This topic may seem obvious, but as is often the case when discussing business mobility, it’s not always the obvious thing that is most important, or valuable.
Business mobility is quickly moving out of the era when mobile solutions solved specialized operational problems. How can you simplify data entry for health care providers who are always on the move visiting patients? How do you streamline rental car returns, or census data collection, or insurance claims?

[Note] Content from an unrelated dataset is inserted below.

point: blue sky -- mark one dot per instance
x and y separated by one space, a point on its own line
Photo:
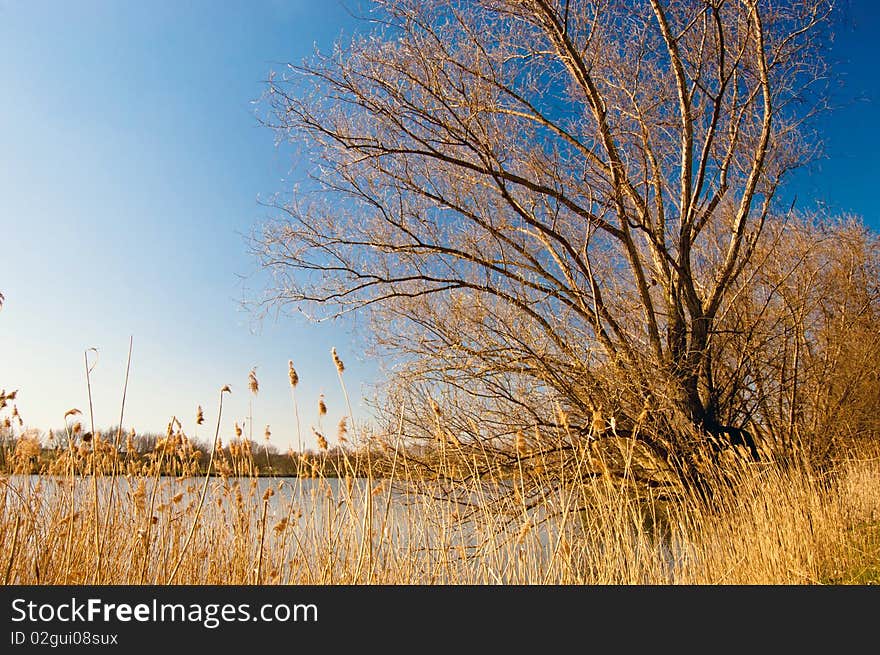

The fact is that today, mobility is becoming more deeply ingrained in business operations. A recent press release from Gartner (“Gartner Says Cloud, Mobility and Open Source Will Drive Application Development Market to Exceed $9 Billion in 2012,” Gartner Newsroom, August 22, 2012) said this, among other things: “Gartner also predicts that mobile AD [application development] projects targeting smartphones and tablets will outnumber native PC projects by a ratio of 4:1 by 2015.”
That’s a lot of application development, and a great deal of it will increasingly mobilize mainstream business operations. So anyone can see the importance of integrating these applications with back-end enterprise software and data systems. Business mobility is all about quickly finding accurate, context specific information. It is about collaboration, and streamlining workflows, and enabling workers to spend less time looking for things and more time doing things. To do this well, mobile apps need to be connected to the information core that drives the business – real time financial information that is streaming in from many different sources, business activity dashboards that depend on real time activity reporting, mobile knowledge sharing and collaboration.
These are the obvious things. What is less obvious is how far mobile app integration can go, and where it can lead. For instance, I recently heard tell of a bar on the boardwalk in a major ocean front resort that has a mobile app available for download to its patrons. The app clearly states that its purpose is to alert consumers to special deals on drinks, and it will track your location when you enable location tracking. And that’s exactly what it does. It tracks your location, and when it determines you are near by, for instance at a competitor’s establishment, it will initiate a half-price drink offer. The bar owners know from experience that when they lure a customer in using this strategy, the customer typically brings at least three friends.
Now suppose the bar owners maintained a database of customers and their drinking preferences. Now they could mine that data and offer up something that would be even more enticing to the customer. Take that a step further. Suppose the bar owners had an extremely sophisticated server based analytics system that could analyze customer locations and activity at noon, use this analysis to project likely business activity for that evening, and then report that out to mobile devices of suppliers who are preparing their orders, and also send alerts to staff about who needed to come for work that night.
Of course this is just a simple example, but it underscores how deeper knowledge of customers, much of it provided by customers themselves through mobile applications, can directly impact business operations. To leverage this knowledge, mobile business apps, including those in the hands of consumers, vendors and suppliers, and employees, will need to have secure and reliable integration to essential business systems.